The same as in English, but with the addends reversed


----------



## ThomasK

Dutch: *'wortel en stok'*, or the other way round - but nothing special, alas.


----------



## DenisBiH

Bosnian / BCS: *mrkva i štap* ("carrot and stick").

_Metoda/princip mrkve i štapa._


----------



## ThomasK

This is different, I think: principle and method ?


----------



## Orlin

Мы в Болгарии говорим в этом случае как по-английски, только в обратном порядке - (метод на) тоягата и моркова.


----------



## DenisBiH

ThomasK said:


> This is different, I think: principle and method ?




Principle/method/_whatever_ *of* carrot and stick.


----------



## DenisBiH

Orlin said:


> Мы в Болгарии говорим в этом случае как по-английски, только в обратном порядке - (метод на) тоягата и моркова.




Metod toljage i mrkve?  Sviđa mi se, u bosanskom naravno ima nešto drugačije značenje.


----------



## Orlin

DenisBiH said:


> Metod toljage i mrkve?  Sviđa mi se, u bosanskom naravno ima nešto drugačije značenje.


Sasvim tako, ali kao u ostalim slučajima, nisam potpuno siguran u 100% ekvivalentnosti mada mora biti izuzetno blizu.


----------



## DenisBiH

Orlin said:


> Sasvim tako, ali kao u ostalim slučajima, nisam potpuno siguran u 100% ekvivalentnosti mada mora biti izuzetno blizu.




Meni je toljaga ovo.


----------



## Orlin

DenisBiH said:


> Meni je toljaga ovo.


Kod nas bi ovo bilo тояга, ali mi skorije koristimo ovu reč za svaki veliki štap posebno koji je namenjen za bijenje (mislim da je sada ne toliko uobičajena reč).


----------



## rusita preciosa

ThomasK said:


> Dutch: *'wortel en stok'*, or the other way round - but nothing special, alas.

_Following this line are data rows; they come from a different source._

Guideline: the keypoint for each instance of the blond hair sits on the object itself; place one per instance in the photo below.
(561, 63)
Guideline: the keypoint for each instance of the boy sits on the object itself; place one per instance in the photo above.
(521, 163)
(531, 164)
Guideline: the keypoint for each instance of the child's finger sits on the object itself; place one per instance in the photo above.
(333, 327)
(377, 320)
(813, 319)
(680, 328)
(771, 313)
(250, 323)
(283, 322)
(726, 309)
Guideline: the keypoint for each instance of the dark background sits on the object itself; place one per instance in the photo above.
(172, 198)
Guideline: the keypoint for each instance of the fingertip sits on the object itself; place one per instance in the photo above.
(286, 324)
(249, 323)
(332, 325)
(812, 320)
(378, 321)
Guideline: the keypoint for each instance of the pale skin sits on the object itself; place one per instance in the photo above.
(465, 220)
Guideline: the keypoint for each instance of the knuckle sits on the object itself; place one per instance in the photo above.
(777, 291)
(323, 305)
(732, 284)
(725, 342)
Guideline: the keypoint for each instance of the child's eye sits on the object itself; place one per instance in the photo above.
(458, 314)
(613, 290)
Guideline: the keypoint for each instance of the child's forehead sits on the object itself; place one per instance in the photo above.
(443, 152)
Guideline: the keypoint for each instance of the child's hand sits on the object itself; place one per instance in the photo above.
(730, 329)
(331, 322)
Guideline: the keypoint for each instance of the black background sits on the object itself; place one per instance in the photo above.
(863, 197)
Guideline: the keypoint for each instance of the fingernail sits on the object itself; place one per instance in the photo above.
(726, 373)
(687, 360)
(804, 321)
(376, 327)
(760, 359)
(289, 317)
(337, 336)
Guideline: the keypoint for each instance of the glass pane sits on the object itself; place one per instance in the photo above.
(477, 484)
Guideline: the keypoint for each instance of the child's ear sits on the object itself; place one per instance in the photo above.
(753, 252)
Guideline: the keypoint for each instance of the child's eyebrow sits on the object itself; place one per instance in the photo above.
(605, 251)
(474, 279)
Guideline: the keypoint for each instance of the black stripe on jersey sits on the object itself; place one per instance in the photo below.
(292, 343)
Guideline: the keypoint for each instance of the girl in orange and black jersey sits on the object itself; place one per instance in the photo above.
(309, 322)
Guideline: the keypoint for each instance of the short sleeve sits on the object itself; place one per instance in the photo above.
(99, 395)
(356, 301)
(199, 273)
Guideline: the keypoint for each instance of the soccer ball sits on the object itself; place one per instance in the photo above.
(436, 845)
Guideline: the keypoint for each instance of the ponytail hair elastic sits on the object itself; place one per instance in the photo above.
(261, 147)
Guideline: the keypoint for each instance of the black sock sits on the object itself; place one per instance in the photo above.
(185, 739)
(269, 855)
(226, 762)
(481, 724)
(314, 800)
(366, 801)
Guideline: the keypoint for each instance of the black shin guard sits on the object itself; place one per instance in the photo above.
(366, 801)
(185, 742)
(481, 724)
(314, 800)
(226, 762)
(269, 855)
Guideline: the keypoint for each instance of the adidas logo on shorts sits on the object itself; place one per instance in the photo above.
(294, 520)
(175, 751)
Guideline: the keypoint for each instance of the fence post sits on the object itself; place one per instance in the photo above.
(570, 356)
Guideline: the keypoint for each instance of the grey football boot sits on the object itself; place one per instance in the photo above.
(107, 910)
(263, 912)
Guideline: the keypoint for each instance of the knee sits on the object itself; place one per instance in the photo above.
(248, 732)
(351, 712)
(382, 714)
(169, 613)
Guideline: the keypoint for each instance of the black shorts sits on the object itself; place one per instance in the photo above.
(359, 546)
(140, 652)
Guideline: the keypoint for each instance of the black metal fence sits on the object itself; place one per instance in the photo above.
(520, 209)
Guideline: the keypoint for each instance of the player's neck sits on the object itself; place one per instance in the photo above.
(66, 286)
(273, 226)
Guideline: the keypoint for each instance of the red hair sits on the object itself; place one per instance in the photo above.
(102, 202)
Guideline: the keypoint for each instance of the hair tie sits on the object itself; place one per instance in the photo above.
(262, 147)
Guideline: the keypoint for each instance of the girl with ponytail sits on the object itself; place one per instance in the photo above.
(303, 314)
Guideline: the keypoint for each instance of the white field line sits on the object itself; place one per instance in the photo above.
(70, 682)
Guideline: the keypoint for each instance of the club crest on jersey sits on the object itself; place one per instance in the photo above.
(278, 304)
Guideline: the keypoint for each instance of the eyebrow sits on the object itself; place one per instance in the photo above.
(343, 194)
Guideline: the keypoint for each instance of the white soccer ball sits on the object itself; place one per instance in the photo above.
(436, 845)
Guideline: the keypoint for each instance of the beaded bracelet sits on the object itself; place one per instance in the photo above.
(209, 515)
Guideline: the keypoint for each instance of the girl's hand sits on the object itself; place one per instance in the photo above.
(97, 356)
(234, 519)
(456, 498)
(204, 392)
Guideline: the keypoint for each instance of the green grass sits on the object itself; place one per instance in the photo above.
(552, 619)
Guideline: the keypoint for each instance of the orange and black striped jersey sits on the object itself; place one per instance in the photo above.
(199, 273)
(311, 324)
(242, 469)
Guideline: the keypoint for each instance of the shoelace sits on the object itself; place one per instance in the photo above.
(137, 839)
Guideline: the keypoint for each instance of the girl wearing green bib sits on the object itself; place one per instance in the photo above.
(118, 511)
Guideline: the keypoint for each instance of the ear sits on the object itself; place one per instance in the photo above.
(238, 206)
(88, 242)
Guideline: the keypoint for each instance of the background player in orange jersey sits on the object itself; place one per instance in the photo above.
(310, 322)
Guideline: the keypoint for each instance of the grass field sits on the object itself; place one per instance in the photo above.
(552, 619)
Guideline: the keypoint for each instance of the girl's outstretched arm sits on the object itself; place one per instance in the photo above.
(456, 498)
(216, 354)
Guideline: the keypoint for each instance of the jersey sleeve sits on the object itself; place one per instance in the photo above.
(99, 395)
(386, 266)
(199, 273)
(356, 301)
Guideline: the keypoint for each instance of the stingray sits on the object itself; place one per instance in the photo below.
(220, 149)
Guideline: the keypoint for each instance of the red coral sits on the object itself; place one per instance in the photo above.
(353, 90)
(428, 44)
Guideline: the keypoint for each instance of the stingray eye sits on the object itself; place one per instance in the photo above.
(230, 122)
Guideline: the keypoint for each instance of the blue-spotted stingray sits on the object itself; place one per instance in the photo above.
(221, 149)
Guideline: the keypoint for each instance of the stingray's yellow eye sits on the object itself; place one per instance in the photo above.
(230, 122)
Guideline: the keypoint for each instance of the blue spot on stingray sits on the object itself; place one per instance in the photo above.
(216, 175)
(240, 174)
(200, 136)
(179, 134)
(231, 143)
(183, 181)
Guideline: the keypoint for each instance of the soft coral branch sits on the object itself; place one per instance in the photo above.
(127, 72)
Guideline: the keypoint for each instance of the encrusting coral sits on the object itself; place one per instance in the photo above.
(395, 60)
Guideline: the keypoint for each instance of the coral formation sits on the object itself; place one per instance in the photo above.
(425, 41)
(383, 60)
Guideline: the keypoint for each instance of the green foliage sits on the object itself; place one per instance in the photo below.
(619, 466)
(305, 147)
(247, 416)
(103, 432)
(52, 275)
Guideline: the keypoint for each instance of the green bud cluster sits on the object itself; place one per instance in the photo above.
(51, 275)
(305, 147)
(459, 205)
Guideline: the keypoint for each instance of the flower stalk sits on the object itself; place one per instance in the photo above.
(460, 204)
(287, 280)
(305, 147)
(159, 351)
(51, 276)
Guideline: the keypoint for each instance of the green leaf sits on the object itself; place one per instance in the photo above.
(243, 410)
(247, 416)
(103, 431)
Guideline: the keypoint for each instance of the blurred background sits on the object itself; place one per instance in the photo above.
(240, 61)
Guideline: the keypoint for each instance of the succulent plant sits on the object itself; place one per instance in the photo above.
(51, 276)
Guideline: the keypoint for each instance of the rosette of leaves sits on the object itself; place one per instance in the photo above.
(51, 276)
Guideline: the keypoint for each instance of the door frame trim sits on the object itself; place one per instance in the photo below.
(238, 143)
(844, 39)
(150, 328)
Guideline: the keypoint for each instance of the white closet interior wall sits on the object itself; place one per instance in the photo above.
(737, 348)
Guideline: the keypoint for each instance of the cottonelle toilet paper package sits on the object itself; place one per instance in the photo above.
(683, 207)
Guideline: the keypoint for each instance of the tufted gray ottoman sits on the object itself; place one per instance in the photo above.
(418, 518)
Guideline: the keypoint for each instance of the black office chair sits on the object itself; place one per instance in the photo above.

wortel = carrot, stok = stick?


----------



## Outsider

As far as I know, this is not a common expression in Portuguese. On the internet, I find various translations:

cenoura e pau (carrot and stick)
cenoura e bastão (carrot and baton/truncheon)
cenoura e chicote (carrot and whip)


----------



## ThomasK

rusita preciosa said:


> wortel = carrot, stok = stick?


 
Yes, quite so. You can see the resemblance as for 'stok', but I checked on 'wortel', and found out it is related with 





> pie. _*urh2d-_, _*ureh2d-_ (IEW 1167)


 and has the same root as Lat. _rādīx. _


----------



## Havfruen

Danish:

I've done a little research and find the more common expression has a whip:
_Pisk og gulerod _(whip and carrot)

stick is also possible:
_Stok og gulerod _(stick and carrot)


----------



## rusita preciosa

ThomasK said:


> Yes, quite so. You can see the resemblance as for 'stok', but I checked on 'wortel', and found out it is related with and has the same root as Lat. _rādīx. _


So carrot and radish are relatives


----------



## ThomasK

Yes, RP, they share a... root ! ;-)


----------



## ger4

In German: _Zuckerbrot und Peitsche_ - lit. sugar_bread and whip


----------



## 810senior

Japanese is the almost same as Czech. 飴と鞭(ame to muchi), ame meaning candy, to meaning and, much meaning whip[noun], can be translated to _candy and whip_.
I guess both stick and whip are meant to pain when you're beaten or whipped. anyone but masochists does, too.


----------



## Encolpius

*Hungarian *--- nothing similar --- you must choos a different set phrase (ha szép szóval nem megy, akkor erőszakkal "if it does not go with nice word than with violence")


----------



## ilocas2

Encolpius said:


> *Hungarian *--- nothing similar --- you must choos a different set phrase (ha szép szóval nem megy, akkor erőszakkal "if it does not go with nice word than with violence")



I just have impression that Hungarian is somewhat poor in idioms and metaphors compared to other European languages.


----------